Einleitung
Kinder leben und lernen in Familie und Schule. Diese soziale Tatsache wird erst öffentlich kommentiert, wenn der funktionale Zusammenhang bzw. die gesellschaftliche Arbeitsteilung von Familie und Schule nicht mehr im erwarteten Maße gegeben ist - was derzeit der Fall ist. Durch den gesellschaftlichen Wandel der Familie ist das Verhältnis von Familie und Schule zwar historisch nicht zum ersten Mal, aber aktuell mit deutlicher Frontenbildung wieder zur Streitsache geworden. Ein Blick auf empirische Studien über Lehrerurteile zur Familie bestätigt dies.
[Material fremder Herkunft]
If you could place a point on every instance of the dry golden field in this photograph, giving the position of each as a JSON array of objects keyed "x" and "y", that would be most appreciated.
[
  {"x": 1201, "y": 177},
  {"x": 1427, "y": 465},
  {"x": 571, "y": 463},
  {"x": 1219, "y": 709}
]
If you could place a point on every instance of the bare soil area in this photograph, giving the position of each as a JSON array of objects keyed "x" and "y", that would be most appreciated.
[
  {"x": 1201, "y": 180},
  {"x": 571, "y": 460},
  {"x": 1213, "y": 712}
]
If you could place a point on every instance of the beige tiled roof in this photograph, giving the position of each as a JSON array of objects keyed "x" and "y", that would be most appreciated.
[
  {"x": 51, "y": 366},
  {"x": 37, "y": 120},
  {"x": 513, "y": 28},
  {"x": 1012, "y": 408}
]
Ich nehme den familialen Wandel in meinen weiteren Ausführungen in den Blick und frage nach der Auswirkung auf den Schulerfolg von Kindern.
Zur Analyse der Frage stelle ich empirische Ergebnisse aus der Bamberger Längsschnittstudie "Familienänderung und Schulerfolg" vor.
- 1996 in einer ersten Welle Daten zu 910 Schulkindern aus der zweiten und vierten Jahrgangsstufe, d.h., die Kinder waren im Alter von ca. acht bis zehn Jahren, und
- 1998 in einer zweiten Welle Daten zu denselben Schulkindern, die nun in der vierten und sechsten Jahrgangsstufe bzw. zehn bis zwölf Jahre alt waren (im Falle von Wiederholern wurden auch die Jahrgangsstufen drei und fünf einbezogen).
Es wurden sowohl in der ersten als auch in der zweiten Welle jeweils die Daten der gesamten Klasse erhoben. Die zweite Welle fand statt, nachdem die Schüler/innen der vierten Jahrgangsstufe (aus der ersten Welle) von der Grundschule in dieweiterführenden Schulen (Hauptschule, Realschule, Gymnasium) übergetreten waren. Die neue Klasse, in die die übergetretenen Schüler/innen eingeschult wurden, wurde ebenfalls mit in die Studie aufgenommen (das Sample vergrößerte sich dadurch auf N = 3072). Mit dieser Erhebungsweise soll gewährleistet werden, dass der biografische Weg dieser Schulkinder in allen Schularten gesichert nachvollzogen werden kann und Schuleffekte angemessen kontrolliert werden können. Befragt wurden Eltern, Lehrerinnen und Lehrer und die Schülerinnen und Schüler selbst.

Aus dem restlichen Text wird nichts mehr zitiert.